協業の狙いについて両社は、「クルマから得られるビッグデータを活用」し、事故や渋滞といった社会問題の解決や、顧客への新たなモビリティサービスの提供に必要となる技術を研究していくとしている。トヨタに問い合わせてみると、新たなモビリティサービスの具体像は今後の研究で詰めるという。

協業の対象分野は(1)データ収集・蓄積・分析基盤、(2)IoTネットワーク・データセンター、(3)次世代通信技術(5G、エッジコンピューティング)、(4)エージェントの4つ。詳しくは下に掲げる通りだ。

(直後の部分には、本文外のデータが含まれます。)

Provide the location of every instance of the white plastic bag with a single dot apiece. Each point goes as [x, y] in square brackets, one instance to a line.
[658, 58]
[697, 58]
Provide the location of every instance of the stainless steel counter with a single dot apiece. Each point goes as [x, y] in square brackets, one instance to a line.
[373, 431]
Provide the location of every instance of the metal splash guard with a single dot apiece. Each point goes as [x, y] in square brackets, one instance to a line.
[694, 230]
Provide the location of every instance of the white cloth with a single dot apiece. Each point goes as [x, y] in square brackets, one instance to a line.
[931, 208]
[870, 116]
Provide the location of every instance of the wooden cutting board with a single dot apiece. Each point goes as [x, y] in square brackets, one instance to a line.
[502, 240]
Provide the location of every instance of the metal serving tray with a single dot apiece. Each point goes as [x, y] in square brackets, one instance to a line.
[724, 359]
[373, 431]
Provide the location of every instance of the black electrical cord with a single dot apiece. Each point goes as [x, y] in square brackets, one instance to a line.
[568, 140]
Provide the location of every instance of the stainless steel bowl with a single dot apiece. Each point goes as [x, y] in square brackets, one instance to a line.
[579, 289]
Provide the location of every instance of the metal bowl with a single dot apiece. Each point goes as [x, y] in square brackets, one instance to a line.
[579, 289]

「5G」やNTTのAI技術「corevo」などを活用する

NTTグループからはNTT、NTTデータ、NTTコミュニケーションズ、NTTドコモが参加。2018年には国内で実証実験を行う予定だという。

既存の協業相手との兼ね合いは?

対象分野の(1)と(2)はビッグデータに関する項目だが、トヨタは米マイクロソフトともビッグデータ関連で提携しており、米国に「トヨタ・コネクティッド」という会社を設立している。この2つがバッティングするおそれはないかトヨタに聞いてみると、マイクロソフトとは個別のビッグデータ解析で手を組んでいるが、NTTとは「基盤技術」の研究を進めるので、関係性は重ならないとの回答だった。

バッティングといえば、気になるのは対象分野の(3)だ。次世代のモバイル通信方式である「5G」技術でNTTドコモと協力するというトヨタだが、同社はすでに、コネクティッドカー分野でKDDIと協力関係にあるからだ。